Take The Plunge

Everyone’s been giving Wilkins a hard time this week, and it’s easy enough to see why. It’s one thing to whimsically contemplate living in a tree, and quite another to wake up one day and decide you’re going to sell your 5-bed pad in St Kilda and move into the first unclaimed tree that crosses your path. Well, I guess it wouldn’t be crossing your path per se. But you know what I mean. That’s what Wilkins said he was going to do in Monday’s meeting.

My two cents? Let the guy do what he likes. He has plenty of cash – I certainly pay him enough – and will have bucket loads more if he sells his house. So what if he doesn’t have much of a plan as to how this will work in practical terms? As long as he gets to the office on time each day without looking like he’s spent the night in a tree, who am I to have a problem with it? Half our staff already shower here at the office. I’m more than happy for my top people to live life on the edge; it gives them a bit of grit that’s all too often lacking in executives.

I like a guy who’s willing to take risks, and take the initiative. Heck, I’ll even hook him up with my personal conveyancing lawyers to help move the sale of his house along.

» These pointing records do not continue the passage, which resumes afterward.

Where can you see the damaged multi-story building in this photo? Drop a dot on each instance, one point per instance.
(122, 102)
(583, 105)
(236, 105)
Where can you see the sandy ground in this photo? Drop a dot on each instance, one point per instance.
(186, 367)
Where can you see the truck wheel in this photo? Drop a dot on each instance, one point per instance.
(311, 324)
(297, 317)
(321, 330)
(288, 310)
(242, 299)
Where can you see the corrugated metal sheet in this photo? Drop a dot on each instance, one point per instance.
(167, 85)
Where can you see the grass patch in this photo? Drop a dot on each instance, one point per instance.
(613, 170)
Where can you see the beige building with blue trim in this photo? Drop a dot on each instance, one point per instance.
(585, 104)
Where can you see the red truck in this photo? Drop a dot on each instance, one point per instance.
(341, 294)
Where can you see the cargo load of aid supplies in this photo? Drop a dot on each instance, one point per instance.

That’s the kind of push people need, sometimes, to make big things happen. Once the house is sold, he’ll have no choice but to shack up in a tree. I mean, he could just buy another house; that’s also possible. That takes time, though, and he could do the tree thing in the interim.

I’ll have to get someone to dig up the number for my conveyancing specialists. Richmond, my PA, should have it – I did fire him yesterday, but technically he’s still employed here so he’s going to have to give it to me. He’s contractually obligated, I think. Now, there’s a guy who didn’t take risks, and look where it got him.